Not on the backs of the dead.

Be it a strong, beautiful wood, long-lasting a great boundary
'Have you a story?'
Peace to sky
be it so lasting to the ninth Generation

We poured out the small bottle of burbon we use for offerings to the Queen, and inside I wonder how a land like this could ever be at peace. My small ritual? Two devotees to the Great Queen against this kind of horror is not even a drop in the bucket, yet….it’s a start.

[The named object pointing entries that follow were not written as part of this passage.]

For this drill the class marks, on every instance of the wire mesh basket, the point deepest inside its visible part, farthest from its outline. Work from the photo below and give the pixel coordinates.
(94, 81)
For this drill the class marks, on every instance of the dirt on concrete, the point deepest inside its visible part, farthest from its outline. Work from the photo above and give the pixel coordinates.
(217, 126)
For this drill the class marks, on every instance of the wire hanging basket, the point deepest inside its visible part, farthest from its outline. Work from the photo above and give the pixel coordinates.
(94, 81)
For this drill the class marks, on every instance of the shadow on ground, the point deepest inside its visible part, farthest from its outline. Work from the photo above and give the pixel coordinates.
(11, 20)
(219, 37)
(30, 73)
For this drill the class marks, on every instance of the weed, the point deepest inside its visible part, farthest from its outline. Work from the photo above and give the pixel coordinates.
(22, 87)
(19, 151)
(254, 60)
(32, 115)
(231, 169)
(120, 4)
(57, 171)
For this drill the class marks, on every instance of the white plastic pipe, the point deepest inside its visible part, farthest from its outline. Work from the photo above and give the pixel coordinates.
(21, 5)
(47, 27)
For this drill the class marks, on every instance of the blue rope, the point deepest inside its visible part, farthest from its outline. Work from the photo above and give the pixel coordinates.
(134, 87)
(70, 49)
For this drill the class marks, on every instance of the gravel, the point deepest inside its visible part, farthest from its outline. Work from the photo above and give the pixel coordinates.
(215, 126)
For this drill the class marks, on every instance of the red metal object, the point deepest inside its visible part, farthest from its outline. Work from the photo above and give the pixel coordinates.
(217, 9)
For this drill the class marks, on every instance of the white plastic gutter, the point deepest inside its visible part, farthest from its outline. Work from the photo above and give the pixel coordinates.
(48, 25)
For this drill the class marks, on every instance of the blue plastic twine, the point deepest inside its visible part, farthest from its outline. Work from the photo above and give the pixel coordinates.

The stories of the dead are retold every year because it helps the living cope and heal.
I wonder if that's best for the dead and tell my partner, and she thinks about it.  We need to honor and remember the dead, but we also need to let them go. We've spend a year as a community calling out the names of the dead. Its like trying to leave a room but hearing someone call your name constantly, the dead look back, we keep them here to some extent as we mourn. And I think honoring them and asking for peace feels right, the only thing to do to both honor them and let them rest.  We drive home through the rain, a 10 minute ride.  I watch one raindrop, and doubt that one drop, one ritual, one offering, one invocation can wash away so much blood and pain.

But then I remember, this rain was what broke the worst drought in the state’s history. Put out wildfires everywhere, and restored the dead plants and grass. One drop does not end the drought. No drops continue the drought…

I'll keep doing it. One drop here, one there.